Maybe my vacation was too long. I became too content in my home-all-day routine. Now that I’m back to being a working mom again, I miss those days.
I miss the quiet mornings the most. While on vacation, I’d begin the day by waking up before the rest of the family, reading my Bible and enjoying a cup of coffee in the quiet. Then when Emily woke up (our early riser), I’d cuddle with her on the couch until the rest of the family was awake and ready for breakfast.
Now that I’m back at work I still get up before the family (earlier than when on vacation), rush through my Bible reading and try and get my hair and makeup ready before Emily wakes up so I can be out the door by 7:15 with minimal toddler clinging and crying.
The mornings just aren’t the same.
Then at work I daydream about my kids all day. I wonder what the girls are playing with. I imagine their little munchkin voices saying “thank you!”, their new favorite thing to say.
I come home to a messy house, a sink full of dishes, laundry on the couch that someone washed days ago and still hasn’t folded, and babies that want to be held by their Mama. But when Mama comes home, it’s time to hit the kitchen and start dinner. From day job to home job.
I’m sorry for grumbling. Sometimes you just gotta vent about being a working mom, and this is my space to do that.
Although there are a few reasons I can get down on myself for having to go to work, there are many, many more reasons for why my working brings me joy.
I love, love, love being a teacher. I couldn’t see myself finding joy in any other profession.
Through my job, I can provide quality health insurance for my family.
I work at a school that really values its staff and students.
I am incredibly blessed to and live work in the same city.
I go to work every day and do what I love (I know I said that already but I really do love teaching!).
My “bosses” are six-year-olds who can’t tie their own shoes and think I’m way more amazing than I really am.
I have summers and holidays off.
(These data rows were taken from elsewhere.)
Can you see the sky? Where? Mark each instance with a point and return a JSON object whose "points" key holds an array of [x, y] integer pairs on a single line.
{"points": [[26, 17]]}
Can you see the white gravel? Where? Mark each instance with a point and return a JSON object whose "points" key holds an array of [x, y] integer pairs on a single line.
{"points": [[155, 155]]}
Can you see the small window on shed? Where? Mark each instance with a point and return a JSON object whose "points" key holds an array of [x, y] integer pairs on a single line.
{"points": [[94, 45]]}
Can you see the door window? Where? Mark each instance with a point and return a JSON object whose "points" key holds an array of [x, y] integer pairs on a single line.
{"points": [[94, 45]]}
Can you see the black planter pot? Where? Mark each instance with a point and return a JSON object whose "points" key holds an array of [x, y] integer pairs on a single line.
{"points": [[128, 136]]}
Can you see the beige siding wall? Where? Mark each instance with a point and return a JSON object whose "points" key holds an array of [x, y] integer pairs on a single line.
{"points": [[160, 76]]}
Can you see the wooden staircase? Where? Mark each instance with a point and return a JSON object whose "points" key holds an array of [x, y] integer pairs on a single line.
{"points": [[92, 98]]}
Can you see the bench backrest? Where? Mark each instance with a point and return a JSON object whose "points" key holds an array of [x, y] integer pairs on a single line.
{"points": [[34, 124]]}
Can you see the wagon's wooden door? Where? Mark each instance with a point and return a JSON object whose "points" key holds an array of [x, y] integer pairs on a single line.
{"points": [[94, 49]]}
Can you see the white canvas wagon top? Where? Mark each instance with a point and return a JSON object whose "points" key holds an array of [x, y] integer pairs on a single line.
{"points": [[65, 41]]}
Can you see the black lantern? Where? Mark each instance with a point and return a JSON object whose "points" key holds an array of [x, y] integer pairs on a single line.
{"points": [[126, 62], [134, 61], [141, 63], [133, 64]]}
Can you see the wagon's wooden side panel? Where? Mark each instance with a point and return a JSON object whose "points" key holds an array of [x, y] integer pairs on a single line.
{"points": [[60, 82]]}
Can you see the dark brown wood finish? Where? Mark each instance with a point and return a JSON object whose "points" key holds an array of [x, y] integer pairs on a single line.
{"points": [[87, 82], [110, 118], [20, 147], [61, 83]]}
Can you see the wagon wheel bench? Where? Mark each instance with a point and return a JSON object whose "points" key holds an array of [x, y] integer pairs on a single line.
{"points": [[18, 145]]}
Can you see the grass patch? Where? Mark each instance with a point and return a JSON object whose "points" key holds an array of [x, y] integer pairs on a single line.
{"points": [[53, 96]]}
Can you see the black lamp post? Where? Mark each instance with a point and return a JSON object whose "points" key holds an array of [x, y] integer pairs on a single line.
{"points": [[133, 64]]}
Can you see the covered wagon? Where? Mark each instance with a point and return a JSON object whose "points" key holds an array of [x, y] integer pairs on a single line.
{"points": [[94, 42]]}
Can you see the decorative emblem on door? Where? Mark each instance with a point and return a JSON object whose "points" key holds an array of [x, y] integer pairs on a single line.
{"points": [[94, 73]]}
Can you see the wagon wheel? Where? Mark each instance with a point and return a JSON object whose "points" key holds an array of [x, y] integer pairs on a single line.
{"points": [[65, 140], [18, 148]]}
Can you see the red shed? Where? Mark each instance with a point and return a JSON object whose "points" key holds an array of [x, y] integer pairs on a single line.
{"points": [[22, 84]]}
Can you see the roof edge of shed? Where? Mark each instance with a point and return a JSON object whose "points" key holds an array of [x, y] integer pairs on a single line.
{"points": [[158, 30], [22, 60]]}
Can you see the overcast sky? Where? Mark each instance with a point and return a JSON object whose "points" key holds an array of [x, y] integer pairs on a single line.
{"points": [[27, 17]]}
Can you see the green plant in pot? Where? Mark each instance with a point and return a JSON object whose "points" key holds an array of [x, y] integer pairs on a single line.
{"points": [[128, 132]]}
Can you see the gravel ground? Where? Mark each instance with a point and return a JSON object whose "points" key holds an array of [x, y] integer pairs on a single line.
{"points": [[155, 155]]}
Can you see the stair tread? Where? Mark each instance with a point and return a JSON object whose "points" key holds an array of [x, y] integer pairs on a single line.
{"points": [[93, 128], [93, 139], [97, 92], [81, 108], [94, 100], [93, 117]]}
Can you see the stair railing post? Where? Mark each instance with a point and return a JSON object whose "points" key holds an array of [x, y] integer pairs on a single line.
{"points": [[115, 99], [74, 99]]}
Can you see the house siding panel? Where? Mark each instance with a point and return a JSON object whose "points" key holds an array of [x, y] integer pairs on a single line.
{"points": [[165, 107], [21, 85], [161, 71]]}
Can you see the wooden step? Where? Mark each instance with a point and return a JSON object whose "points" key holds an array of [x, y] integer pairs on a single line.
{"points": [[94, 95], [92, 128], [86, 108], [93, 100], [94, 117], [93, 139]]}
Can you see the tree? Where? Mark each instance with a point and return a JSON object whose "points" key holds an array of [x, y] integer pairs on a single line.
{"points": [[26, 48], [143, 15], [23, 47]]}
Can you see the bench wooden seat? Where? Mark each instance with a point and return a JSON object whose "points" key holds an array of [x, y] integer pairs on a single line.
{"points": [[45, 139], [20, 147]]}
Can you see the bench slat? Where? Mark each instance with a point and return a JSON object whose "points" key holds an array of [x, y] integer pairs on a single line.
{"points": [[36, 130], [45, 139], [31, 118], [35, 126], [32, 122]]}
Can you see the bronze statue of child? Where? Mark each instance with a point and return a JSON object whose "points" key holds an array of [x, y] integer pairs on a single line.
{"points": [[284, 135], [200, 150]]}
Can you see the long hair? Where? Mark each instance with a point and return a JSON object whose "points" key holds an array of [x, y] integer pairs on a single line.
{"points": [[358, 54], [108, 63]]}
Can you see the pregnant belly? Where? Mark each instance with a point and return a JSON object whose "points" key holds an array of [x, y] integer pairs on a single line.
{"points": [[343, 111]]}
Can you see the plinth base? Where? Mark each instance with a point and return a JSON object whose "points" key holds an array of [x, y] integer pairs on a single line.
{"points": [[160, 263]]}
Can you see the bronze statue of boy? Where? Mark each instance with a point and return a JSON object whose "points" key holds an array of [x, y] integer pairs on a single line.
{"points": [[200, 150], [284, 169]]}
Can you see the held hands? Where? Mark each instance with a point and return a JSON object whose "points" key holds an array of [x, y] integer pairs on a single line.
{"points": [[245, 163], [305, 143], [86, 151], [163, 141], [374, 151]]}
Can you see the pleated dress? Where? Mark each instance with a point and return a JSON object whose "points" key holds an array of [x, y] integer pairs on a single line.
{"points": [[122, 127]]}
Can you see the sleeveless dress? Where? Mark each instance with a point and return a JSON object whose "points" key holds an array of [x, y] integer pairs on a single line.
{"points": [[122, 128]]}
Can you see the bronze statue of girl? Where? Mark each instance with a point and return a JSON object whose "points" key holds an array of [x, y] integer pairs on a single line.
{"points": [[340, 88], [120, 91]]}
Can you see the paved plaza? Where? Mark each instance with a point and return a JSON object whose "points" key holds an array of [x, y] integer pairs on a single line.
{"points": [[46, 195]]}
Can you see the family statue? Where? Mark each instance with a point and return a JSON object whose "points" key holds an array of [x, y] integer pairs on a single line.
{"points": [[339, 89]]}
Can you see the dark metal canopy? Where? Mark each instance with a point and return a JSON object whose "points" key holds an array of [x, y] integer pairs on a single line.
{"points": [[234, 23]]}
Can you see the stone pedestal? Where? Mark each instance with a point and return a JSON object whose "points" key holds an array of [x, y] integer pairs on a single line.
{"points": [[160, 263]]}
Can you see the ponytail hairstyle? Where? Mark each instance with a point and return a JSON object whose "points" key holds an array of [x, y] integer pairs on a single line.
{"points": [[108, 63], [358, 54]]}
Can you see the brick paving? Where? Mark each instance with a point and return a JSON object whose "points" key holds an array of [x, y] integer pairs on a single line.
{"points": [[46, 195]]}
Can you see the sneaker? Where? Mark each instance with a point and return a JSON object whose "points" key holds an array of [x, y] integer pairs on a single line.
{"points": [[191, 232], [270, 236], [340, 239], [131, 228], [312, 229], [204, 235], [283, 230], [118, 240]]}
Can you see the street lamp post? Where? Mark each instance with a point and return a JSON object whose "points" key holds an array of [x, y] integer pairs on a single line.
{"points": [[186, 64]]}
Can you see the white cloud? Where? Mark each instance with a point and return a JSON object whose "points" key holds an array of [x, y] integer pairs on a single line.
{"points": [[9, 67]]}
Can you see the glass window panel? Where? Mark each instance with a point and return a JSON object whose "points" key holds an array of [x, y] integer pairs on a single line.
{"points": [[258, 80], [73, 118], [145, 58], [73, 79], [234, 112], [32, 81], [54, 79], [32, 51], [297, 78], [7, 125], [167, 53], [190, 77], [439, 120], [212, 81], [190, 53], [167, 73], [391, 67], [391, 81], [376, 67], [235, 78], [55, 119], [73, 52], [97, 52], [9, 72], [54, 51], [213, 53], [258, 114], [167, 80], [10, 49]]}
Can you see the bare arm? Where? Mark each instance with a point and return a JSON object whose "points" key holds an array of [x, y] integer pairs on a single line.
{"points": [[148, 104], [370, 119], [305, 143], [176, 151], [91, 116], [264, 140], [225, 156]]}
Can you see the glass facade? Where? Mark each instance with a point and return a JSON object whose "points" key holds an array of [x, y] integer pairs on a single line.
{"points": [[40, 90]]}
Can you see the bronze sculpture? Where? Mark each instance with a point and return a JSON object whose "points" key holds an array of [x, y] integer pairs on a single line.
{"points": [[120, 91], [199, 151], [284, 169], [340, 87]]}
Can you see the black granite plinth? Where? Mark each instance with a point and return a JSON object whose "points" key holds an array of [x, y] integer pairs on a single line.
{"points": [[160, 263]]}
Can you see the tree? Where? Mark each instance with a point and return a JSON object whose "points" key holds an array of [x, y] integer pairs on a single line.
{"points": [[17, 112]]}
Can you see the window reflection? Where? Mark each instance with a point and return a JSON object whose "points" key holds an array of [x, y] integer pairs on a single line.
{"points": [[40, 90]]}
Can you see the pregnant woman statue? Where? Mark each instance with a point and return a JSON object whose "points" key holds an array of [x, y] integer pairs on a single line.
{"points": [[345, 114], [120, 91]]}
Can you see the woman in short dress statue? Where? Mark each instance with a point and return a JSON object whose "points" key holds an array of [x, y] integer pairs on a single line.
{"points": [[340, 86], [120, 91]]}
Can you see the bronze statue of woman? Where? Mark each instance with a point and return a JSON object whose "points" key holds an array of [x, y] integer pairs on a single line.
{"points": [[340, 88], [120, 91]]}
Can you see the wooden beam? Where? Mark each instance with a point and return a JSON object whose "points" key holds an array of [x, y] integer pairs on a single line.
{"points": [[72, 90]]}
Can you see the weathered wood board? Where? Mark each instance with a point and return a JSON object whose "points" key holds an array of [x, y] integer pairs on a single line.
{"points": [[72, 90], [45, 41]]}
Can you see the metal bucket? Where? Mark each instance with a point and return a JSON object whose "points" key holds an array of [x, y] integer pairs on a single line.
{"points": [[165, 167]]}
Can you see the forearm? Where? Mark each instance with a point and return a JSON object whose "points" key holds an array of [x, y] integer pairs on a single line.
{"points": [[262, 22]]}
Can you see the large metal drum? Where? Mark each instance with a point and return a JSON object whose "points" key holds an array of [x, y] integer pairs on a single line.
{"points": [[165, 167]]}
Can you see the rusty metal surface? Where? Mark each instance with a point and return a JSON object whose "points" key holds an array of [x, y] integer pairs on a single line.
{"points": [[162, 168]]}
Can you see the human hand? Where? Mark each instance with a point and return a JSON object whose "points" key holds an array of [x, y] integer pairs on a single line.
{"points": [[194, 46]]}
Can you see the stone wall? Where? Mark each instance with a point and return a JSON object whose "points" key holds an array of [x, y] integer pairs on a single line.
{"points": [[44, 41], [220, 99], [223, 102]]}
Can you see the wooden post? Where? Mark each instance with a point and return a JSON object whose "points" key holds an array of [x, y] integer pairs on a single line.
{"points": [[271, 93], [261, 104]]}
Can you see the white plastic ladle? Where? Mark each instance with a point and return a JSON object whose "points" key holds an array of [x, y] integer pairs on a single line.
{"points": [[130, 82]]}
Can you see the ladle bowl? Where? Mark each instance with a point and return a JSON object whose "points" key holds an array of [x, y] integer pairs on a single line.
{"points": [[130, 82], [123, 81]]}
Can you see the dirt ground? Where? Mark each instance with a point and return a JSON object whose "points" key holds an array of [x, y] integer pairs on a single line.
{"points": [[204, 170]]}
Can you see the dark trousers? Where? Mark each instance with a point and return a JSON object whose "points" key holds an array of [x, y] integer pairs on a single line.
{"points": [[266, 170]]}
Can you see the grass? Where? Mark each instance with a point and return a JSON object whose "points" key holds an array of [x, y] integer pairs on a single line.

Believe me, I know how priceless that is. I worked years at a beachfront restaurant, where weekends, summers, and holidays were mandatory.
I may wake up and start work early, but I have the potential to leave work at 3:00. Although no teacher can realistically get her job done well in just 6.5 hours, if for some reason I need to see my kids right after school, I can.
I spend my work day surrounded by children. The most innocent and trusting of humans are in my care, and I love that.
When grumbling starts to take over my thoughts, I have to turn to what grounds me: The word of the Lord and the blessings he has showered me with.
Do you get bummed out about being away from your kids while you’re working? What do you do to keep your spirits up?